Maria. 'Tis a sweet tale:
Such as would lull a listening child to sleep,
His rosy face besoil'd with unwiped tears.— [70]
And what became of him?

Foster-Mother. He went on shipboard
With those bold voyagers, who made discovery
Of golden lands. Leoni's younger brother
Went likewise, and when he return'd to Spain,
He told Leoni, that the poor mad youth, [75]
Soon after they arriv'd in that new world,
In spite of his dissuasion, seiz'd a boat,
And all alone, set sail by silent moonlight
Up a great river, great as any sea,
And ne'er was heard of more: but 'tis suppos'd, 80
He liv'd and died among the savage men.

1797.


FOOTNOTES:

[182:1] First published in the first edition of the Lyrical Ballads, 1798, and reprinted in the editions of 1800, 1803, and 1805. The 'dramatic fragment' was excluded from the acting version of Remorse, but was printed in an Appendix, p. 75, to the Second Edition of the Play, 1813. It is included in the body of the work in Sibylline Leaves, 1817, and again in 1852, and in the Appendix to Remorse in the editions of 1828, 1829, and 1834. It is omitted from 1844. 'The "Foster-Mother's Tale," (From Mr. C.'s own handwriting)' was published in Cottle's Early Recollections, i. 235.

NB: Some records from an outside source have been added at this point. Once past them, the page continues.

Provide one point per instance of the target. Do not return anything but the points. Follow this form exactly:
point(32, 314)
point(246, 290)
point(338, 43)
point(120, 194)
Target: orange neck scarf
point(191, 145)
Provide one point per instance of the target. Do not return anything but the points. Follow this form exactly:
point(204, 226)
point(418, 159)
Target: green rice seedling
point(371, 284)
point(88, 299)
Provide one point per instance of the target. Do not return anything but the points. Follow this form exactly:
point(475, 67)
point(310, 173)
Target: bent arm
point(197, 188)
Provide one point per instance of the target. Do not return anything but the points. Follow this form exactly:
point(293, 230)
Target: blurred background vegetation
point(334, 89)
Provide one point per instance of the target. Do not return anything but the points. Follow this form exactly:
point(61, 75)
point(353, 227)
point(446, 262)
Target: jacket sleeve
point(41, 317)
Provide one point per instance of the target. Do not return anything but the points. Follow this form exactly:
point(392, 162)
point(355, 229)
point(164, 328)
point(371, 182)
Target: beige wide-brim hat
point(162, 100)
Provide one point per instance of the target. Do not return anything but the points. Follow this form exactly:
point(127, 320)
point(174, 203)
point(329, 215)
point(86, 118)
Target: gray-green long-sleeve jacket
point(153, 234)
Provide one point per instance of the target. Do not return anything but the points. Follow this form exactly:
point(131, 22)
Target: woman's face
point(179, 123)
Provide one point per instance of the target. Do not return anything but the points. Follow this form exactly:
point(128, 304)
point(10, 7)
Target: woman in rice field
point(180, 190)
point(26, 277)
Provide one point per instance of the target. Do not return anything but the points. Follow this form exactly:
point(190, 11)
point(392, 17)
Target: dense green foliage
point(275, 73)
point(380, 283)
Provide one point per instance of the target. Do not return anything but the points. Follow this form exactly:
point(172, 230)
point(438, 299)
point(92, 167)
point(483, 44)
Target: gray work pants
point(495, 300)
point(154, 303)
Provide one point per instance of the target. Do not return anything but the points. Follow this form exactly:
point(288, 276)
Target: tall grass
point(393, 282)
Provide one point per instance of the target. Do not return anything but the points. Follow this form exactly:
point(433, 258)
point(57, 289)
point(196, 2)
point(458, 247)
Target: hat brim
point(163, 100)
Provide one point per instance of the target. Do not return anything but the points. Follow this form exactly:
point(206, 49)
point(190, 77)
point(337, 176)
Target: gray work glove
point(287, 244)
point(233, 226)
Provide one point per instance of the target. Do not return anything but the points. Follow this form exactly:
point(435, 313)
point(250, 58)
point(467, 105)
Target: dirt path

'The following scene as unfit for the stage was taken from the Tragedy in 1797, and published in the Lyrical Ballads. But this work having been long out of print, and it having been determined, that this with my other poems in that collection (the Nightingale, Love, and the Ancient Mariner) should be omitted in any future edition, I have been advised to reprint it as a Note to the Second Scene of Act the Fourth, p. 55.' App. to Remorse, Ed. 2, 1813. [This note is reprinted in 1828 and 1829, but in 1834 only the first sentence is prefixed to the scene.]

LINENOTES:

[Title]] Foster-Mother's Tale. (Scene—Spain) Cottle, 1837: The, &c. A Narration in Dramatic Blank Verse L. B. 1800. In Remorse, App., 1813 and in 1828, 1829, 1834, the dramatis personae are respectively Teresa and Selma. The fragment opens thus:—Enter Teresa and Selma.

Ter. 'Tis said, he spake of you familiarly
As mine and Alvar's common foster-mother.